Sometimes, he adds, his committee can be on station until sunset and miss the party altogether. Such is the glamour of race-committee life: sunsets, box lunches and rocking and rolling in a sea way all day. But there is one true perk to the Pursuit fleet assignment: Once everyone’s finish is recorded and submitted, they’re done for the day, free to pursue their own post-race entertainment.

Bruce Bingham, Blue Circle
Bruce Bingman, a five-time PRO and seven-time Race Week veteran himself, is commander in chief of the Blue Circle. He approaches every race with the methodical and analytical mind of an engineer, but he says the hawk eyes on his circle belong to his partner and National Race Officer, Taran Teague, the circle team’s primary line spotter. Teague, is “very, very experienced,” Bingman says, “and very, very good.”

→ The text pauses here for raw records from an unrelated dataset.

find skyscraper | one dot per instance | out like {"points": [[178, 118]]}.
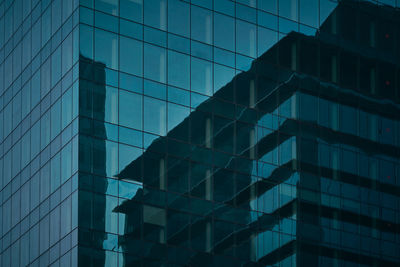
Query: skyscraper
{"points": [[200, 133]]}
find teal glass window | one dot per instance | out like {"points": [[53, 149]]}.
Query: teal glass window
{"points": [[176, 115], [131, 9], [178, 69], [224, 32], [106, 48], [155, 61], [155, 13], [131, 57], [201, 76], [178, 24], [108, 6], [86, 41], [154, 116], [130, 110], [246, 38], [201, 21]]}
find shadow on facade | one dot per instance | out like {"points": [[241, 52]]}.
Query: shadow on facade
{"points": [[218, 190]]}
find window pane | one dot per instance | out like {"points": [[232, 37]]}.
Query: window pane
{"points": [[131, 58], [154, 116], [201, 77], [246, 38], [106, 48], [201, 25], [131, 9], [178, 69], [178, 24], [108, 6], [154, 63], [155, 13], [130, 110], [224, 32]]}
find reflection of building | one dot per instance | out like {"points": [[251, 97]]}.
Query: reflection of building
{"points": [[92, 157], [302, 170]]}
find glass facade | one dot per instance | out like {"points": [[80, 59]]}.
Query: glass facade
{"points": [[199, 133]]}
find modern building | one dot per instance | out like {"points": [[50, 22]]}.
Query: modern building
{"points": [[199, 133]]}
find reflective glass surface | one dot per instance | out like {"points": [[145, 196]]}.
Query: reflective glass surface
{"points": [[199, 133]]}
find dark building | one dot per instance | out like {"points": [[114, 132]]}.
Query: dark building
{"points": [[202, 139]]}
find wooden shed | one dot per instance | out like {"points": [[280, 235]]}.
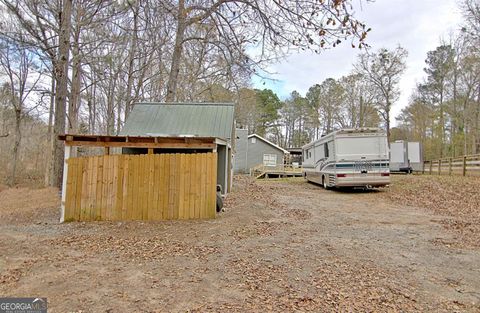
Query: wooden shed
{"points": [[140, 186], [215, 120], [170, 159]]}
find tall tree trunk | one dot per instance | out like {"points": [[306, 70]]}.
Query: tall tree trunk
{"points": [[61, 92], [74, 104], [48, 165], [16, 147], [177, 53], [131, 59]]}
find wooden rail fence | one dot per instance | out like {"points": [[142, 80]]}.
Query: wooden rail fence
{"points": [[141, 187], [465, 165]]}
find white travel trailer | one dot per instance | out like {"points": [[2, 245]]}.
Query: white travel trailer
{"points": [[406, 156], [348, 158]]}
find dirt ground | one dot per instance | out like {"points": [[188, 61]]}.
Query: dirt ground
{"points": [[281, 245]]}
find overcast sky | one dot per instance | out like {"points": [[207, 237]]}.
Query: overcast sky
{"points": [[417, 25]]}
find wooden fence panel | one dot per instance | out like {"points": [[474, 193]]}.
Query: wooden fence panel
{"points": [[141, 187]]}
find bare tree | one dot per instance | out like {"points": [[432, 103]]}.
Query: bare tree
{"points": [[22, 77], [276, 25]]}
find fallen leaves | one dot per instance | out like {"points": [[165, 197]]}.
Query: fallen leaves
{"points": [[455, 198]]}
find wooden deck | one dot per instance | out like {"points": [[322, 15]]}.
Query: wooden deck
{"points": [[262, 171]]}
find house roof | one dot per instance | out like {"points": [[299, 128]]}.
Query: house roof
{"points": [[180, 119], [268, 142]]}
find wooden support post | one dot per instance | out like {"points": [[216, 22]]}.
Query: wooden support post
{"points": [[64, 184]]}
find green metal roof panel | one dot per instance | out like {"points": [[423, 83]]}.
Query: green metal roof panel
{"points": [[174, 119]]}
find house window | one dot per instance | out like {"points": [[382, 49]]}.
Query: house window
{"points": [[269, 159]]}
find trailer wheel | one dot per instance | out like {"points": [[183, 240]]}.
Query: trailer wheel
{"points": [[324, 182]]}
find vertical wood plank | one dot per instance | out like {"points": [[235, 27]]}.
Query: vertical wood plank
{"points": [[156, 187], [165, 185], [79, 186], [192, 185], [208, 187], [100, 188], [118, 187], [213, 190], [171, 186], [84, 199], [127, 181], [110, 190], [186, 186], [136, 187], [203, 185], [178, 176], [92, 195], [70, 189], [151, 191], [198, 178]]}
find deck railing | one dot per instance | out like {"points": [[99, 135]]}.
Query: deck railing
{"points": [[467, 165]]}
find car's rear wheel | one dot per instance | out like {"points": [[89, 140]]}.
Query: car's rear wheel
{"points": [[324, 182]]}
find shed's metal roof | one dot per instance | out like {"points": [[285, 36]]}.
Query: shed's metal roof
{"points": [[268, 142], [180, 119]]}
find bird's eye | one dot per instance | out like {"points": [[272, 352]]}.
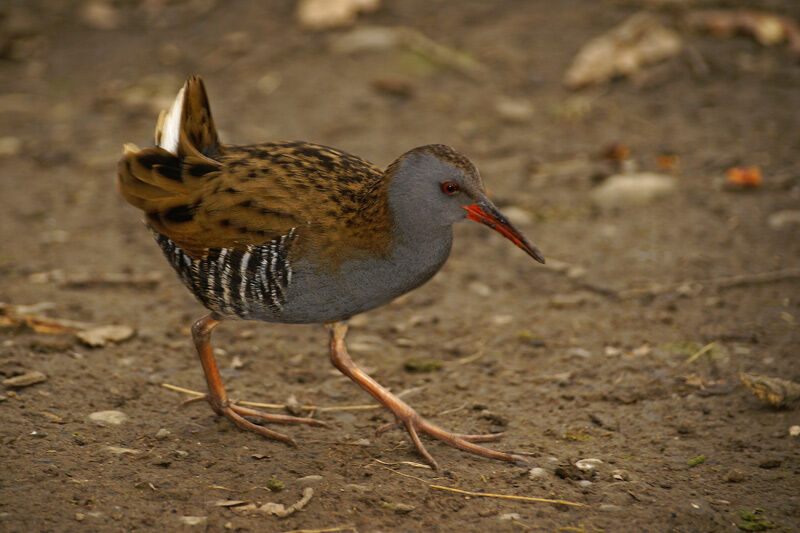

How good? All you have to do is listen to tape recordings of previous starts. “What she does—and I do too—is paint a picture of the starting line, starting with the boat farthest down the line, and noting where the boats are sitting on the line. Then, as they’re approaching, you identify boats that are poked out the most, or note any port tackers below or above the line looking for an opening. You’ve got the numbers and the boats identified, so when the gun goes off and everyone jumps, you know what -number it is.”

The point is, they’re watching—closer than you think.

At the end of the day, you’ll find Bingman near the jury office, carefully reviewing the results and finish sheets to ensure all is right. Once the protest window closes and he gets the green light to go, it’s off to “find a cold -brewski or even better, a mudslide.” By now he knows which competitors make a good one down on the docks, so listen for the blender and you might just find him. When you do, hit him up and ask him how his Corvette collection coming along.